A train carrying the remains of victims of the Malaysian airliner which crashed in Ukraine has arrived in the city of Kharkiv, outside rebel territory.
The transfer of bodies from flight MH17 follows international pressure on pro-Russia rebels, amid accusations that the aircraft was shot down.
Meanwhile international monitors say parts of the wreckage have been changed since they first saw it.
The Boeing 777 crashed last Thursday, killing all 298 people on board.
The Malaysia Airlines flight came down in rebel-held territory near the eastern village of Grabove.
Most of those who died were Dutch and the remains will be flown from a co-ordination centre in Kharkiv to the Netherlands for identification and forensic identification.
Five refrigerated freight wagons carrying remains and a passenger carriage marked "Donbass-Moscow" arrived at Kharkiv-Balashovsky train station and are due to be taken to the Malyshev tank factory, Interfax-Ukraine news agency reports.
There, the bodies will be loaded into refrigeration units supplied by the Dutch, the agency says.

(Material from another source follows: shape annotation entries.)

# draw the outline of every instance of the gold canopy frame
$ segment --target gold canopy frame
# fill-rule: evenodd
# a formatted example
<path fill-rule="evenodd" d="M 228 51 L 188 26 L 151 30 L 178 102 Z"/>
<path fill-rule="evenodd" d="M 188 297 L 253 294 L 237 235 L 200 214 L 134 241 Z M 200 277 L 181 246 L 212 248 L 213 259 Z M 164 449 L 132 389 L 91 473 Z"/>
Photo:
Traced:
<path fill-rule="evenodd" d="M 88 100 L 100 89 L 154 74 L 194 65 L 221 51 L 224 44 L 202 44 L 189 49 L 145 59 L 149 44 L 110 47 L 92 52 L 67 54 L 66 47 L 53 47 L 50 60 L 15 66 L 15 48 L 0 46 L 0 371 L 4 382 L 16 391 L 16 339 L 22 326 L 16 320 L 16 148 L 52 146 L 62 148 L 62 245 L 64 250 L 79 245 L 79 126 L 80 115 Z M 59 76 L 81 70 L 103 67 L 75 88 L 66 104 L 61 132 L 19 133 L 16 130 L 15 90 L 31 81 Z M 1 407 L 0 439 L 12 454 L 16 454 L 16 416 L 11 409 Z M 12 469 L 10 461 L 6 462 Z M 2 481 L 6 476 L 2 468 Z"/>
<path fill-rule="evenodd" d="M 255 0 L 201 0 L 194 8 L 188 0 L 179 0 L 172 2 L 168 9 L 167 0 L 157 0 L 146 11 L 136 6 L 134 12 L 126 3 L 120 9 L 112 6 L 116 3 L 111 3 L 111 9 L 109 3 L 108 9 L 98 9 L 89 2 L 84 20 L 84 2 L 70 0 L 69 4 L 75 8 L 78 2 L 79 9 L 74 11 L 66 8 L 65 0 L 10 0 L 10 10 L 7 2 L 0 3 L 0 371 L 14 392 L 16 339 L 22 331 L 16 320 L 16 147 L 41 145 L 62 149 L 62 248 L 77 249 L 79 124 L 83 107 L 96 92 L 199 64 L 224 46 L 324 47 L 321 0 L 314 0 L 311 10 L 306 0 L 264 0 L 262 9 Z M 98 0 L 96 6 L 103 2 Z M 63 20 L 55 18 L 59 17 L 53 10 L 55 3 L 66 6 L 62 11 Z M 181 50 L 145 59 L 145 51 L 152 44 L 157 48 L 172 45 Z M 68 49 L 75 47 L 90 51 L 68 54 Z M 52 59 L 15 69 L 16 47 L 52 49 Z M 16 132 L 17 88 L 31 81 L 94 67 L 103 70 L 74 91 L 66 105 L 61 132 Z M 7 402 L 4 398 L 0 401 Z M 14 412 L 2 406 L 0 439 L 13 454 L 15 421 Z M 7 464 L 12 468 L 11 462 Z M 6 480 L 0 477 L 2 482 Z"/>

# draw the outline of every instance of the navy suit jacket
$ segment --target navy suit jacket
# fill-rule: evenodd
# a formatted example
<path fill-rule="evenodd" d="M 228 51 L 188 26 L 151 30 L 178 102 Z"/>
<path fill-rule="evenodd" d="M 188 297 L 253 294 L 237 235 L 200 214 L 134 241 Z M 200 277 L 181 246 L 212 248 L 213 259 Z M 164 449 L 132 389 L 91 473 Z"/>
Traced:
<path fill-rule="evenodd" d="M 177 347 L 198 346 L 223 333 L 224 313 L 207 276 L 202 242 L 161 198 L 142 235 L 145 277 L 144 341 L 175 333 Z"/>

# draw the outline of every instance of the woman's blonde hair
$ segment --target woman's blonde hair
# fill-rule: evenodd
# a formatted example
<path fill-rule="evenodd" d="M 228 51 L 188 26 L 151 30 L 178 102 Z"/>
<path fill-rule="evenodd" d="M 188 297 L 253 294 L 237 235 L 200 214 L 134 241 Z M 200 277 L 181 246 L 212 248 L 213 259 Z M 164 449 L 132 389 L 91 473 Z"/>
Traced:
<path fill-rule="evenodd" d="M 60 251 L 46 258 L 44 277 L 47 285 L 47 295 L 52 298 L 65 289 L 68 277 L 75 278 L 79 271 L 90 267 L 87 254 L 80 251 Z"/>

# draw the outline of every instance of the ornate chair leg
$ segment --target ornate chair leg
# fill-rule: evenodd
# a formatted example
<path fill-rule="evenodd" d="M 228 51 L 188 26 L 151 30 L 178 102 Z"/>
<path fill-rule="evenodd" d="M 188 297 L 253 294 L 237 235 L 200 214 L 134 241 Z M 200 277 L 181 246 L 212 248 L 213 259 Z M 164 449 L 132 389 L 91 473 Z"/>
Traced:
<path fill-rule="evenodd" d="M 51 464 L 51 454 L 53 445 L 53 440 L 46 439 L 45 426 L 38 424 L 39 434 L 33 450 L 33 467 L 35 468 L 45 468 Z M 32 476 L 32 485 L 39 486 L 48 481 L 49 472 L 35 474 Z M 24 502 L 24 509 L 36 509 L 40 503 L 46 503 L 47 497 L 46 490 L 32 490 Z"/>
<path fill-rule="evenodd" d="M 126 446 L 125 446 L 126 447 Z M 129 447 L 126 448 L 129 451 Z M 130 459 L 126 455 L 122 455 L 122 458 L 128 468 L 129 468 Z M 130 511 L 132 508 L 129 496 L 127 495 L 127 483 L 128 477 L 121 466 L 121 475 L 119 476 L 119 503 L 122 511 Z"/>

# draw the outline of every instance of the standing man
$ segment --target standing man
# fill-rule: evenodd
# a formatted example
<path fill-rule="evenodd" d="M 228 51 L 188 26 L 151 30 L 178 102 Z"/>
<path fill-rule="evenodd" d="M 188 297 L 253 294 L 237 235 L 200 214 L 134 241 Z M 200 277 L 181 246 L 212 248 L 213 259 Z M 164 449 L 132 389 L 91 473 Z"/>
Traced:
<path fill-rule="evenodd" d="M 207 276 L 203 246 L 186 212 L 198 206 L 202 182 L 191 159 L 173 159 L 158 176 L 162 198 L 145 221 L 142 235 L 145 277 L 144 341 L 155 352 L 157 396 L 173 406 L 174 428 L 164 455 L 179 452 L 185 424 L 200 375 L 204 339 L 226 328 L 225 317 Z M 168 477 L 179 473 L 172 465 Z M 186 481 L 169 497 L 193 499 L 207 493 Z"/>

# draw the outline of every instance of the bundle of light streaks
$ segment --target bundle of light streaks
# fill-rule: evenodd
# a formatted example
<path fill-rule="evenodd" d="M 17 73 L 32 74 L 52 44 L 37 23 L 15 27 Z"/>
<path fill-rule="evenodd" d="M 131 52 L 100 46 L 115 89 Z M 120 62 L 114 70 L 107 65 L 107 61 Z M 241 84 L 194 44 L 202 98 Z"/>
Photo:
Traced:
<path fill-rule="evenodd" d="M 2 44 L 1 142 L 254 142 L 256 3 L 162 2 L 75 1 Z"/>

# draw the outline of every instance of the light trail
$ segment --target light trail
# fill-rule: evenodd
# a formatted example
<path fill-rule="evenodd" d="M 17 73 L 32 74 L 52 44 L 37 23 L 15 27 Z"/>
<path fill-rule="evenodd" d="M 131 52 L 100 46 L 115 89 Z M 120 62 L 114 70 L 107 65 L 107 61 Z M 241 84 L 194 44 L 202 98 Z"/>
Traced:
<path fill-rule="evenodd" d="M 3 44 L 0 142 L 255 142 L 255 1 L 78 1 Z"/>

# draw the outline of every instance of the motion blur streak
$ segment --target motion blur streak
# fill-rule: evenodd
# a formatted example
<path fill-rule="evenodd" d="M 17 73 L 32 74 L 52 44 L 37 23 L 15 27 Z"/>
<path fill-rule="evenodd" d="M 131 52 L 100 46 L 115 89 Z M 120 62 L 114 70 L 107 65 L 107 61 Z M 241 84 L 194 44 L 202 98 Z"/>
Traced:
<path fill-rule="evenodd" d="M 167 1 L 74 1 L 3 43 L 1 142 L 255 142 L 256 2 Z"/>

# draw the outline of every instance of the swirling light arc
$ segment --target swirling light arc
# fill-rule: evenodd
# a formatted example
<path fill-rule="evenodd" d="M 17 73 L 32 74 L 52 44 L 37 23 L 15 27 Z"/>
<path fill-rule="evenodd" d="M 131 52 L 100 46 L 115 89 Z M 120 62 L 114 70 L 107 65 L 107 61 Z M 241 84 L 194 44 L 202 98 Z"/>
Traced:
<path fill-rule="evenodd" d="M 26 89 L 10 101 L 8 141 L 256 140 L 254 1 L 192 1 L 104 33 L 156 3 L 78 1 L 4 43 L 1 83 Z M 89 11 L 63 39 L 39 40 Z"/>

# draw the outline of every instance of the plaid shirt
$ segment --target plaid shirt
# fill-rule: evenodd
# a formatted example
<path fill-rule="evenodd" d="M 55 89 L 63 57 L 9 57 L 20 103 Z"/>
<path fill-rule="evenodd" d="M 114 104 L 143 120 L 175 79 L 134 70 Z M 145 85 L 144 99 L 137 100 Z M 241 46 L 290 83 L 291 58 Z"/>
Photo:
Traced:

The Ukrainian government has said it will do "its best" to send the remains to the Netherlands on Tuesday.
Countries directly affected by the disaster, such as the Netherlands, Australia, and the UK, have been concerned that the crash site was not properly sealed off with the risk that valuable evidence could go missing.
A spokesman for the OSCE monitors at the site, Michael Bociurkiw, told the BBC that major pieces of the plane had been cut into and that large parts now looked different from before.
Western nations say there is growing evidence that flight MH17 was hit by a Russian-supplied missile fired by rebels, but Russia has suggested Ukrainian government forces are to blame.
Clues Late on Monday, the rebels, including the self-styled Prime Minister of the Donetsk People's Republic Alexander Borodai, handed over the "black box" flight recorders to Malaysian officials at a ceremony in Donetsk.
Investigators hope the devices, described as being in good condition, will provide vital clues about what happened to the plane.
The handover of the "black boxes" and the transfer of remains followed talks between Mr Borodai and the Malaysian Prime Minister Najib Razak.
Sanctions European Union foreign ministers are meeting to consider further sanctions against Russia over its alleged backing for the rebels - something Moscow denies.
The meeting in Brussels is thought likely to discuss expanding the list of Russian officials targeted by sanctions, but the EU has so far steered clear of targeting whole sectors of the Russian economy.
Both the EU and the US imposed sanctions on Russia following its annexation of Crimea and the outbreak of hostilities in eastern Ukraine.
In a further sign of international concern, the United Nations Security Council called on Monday for a "full, thorough and independent international investigation" into the downing of the plane .
The resolution, proposed by Australia, also demanded that those responsible "be held to account and that all states co-operate fully with efforts to establish accountability".
The conflict between Ukrainian government forces and rebels has continued, with clashes on Monday in Donetsk.
In the latest move, Ukraine's parliament has approved the call-up of more military reserves and men under 50, Reuters reports.
After the vote, scuffles were reported between nationalist politicians and members of the party that was led by the former President, Viktor Yanukovych, who was overthrown in February.
Thirteen Ukrainian soldiers have been killed over the past 24 hours, a Ukrainian security official said. Three of them died as an explosives-packed bus blew up at a roadblock.
The fighting in eastern Ukraine erupted in April and is believed to have claimed more than 1,000 lives.